# Advancements in Viral Genomics: Gated Recurrent Unit Modeling of SARS-CoV-2, SARS, MERS, and Ebola viruses

**Authors:** Abhishak Raj Devaraj, Victor Jose Marianthiran

PMC · DOI: 10.1590/0037-8682-0178-2024 · Revista da Sociedade Brasileira de Medicina Tropical · 2025-02-07

## TL;DR

This paper uses a deep learning model to analyze the genomes of four viruses, achieving high accuracy and offering potential for better diagnostics and treatments.

## Contribution

A novel Gated Recurrent Unit model for viral genomic analysis with high performance across multiple viruses.

## Key findings

- The model achieved over 98% accuracy for SARS-CoV-2, SARS, MERS, and Ebola.
- Precision and recall values were consistently above 92%, showing strong predictive capability.
- The model's robustness suggests potential for early diagnosis and outbreak prediction.

## Abstract

Emerging infections have posed persistent threats to humanity throughout history. Rapid and unprecedented anthropogenic, behavioral, and social transformations witnessed in the past century have expedited the emergence of novel pathogens, intensifying their impact on the global human population.
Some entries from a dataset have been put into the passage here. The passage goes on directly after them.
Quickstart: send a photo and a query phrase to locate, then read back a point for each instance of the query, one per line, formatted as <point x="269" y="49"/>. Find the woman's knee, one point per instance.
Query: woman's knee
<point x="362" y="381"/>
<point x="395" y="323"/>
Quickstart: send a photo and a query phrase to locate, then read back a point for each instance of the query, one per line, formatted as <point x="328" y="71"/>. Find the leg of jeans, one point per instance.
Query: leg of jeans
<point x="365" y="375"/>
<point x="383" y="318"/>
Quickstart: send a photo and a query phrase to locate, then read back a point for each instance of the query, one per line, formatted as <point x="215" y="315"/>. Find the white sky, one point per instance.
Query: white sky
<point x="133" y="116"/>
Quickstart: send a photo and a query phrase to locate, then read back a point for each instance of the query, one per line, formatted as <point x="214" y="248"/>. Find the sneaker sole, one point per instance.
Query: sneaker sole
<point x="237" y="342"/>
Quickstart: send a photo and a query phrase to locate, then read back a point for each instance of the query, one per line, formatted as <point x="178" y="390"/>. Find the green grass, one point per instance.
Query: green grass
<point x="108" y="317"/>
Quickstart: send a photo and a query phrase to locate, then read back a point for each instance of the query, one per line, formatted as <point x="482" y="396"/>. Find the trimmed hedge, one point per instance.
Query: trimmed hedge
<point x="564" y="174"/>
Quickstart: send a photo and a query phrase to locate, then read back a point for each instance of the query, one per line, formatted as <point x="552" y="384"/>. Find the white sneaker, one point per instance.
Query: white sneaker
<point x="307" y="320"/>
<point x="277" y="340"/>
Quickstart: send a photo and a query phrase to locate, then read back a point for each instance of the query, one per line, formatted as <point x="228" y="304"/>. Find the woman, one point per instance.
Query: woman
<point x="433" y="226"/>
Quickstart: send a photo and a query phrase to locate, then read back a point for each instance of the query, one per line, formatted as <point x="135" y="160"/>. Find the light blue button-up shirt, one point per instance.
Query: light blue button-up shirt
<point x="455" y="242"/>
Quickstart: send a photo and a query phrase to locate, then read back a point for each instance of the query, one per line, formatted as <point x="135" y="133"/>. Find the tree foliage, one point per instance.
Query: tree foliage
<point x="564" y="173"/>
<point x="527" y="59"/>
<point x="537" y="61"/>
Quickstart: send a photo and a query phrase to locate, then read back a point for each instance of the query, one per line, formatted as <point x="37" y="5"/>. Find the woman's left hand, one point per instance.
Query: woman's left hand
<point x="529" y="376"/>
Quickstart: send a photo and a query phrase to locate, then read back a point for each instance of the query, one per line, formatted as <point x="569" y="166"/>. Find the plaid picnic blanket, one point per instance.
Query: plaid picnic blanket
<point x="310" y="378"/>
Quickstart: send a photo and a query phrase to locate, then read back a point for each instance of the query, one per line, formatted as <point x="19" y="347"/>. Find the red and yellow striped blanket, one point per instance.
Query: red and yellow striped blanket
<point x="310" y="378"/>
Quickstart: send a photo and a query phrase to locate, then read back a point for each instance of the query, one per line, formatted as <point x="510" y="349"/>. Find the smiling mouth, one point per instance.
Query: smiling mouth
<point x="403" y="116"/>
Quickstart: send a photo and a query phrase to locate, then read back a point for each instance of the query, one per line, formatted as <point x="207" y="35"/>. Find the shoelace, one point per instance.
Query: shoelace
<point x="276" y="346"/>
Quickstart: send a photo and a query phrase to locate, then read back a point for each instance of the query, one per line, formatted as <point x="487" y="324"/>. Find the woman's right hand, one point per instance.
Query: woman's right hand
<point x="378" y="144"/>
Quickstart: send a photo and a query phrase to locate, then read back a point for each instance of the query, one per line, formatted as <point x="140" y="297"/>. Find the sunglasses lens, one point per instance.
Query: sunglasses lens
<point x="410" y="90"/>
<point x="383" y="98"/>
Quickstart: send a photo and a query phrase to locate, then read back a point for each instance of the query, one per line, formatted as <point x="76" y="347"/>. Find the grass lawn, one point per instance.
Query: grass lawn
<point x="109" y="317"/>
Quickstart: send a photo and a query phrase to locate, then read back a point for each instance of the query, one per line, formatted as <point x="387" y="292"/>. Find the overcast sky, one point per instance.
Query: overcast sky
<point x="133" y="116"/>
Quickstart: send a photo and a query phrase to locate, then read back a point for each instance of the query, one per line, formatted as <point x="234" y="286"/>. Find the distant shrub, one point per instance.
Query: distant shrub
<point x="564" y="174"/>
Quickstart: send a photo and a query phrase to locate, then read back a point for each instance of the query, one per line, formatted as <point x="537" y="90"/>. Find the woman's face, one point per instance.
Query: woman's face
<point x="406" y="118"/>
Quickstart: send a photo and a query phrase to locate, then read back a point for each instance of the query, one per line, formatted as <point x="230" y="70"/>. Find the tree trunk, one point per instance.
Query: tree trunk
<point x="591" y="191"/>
This study aimed to comprehensively analyze and compare the genomic sequences of four distinct viruses: SARS-CoV-2, SARS, MERS, and Ebola. Advanced genomic sequencing techniques and a Gated Recurrent Unit-based deep learning model were used to examine the intricate genetic makeup of these viruses. The proposed study sheds light on their evolutionary dynamics, transmission patterns, and pathogenicity and contributes to the development of effective diagnostic and therapeutic interventions.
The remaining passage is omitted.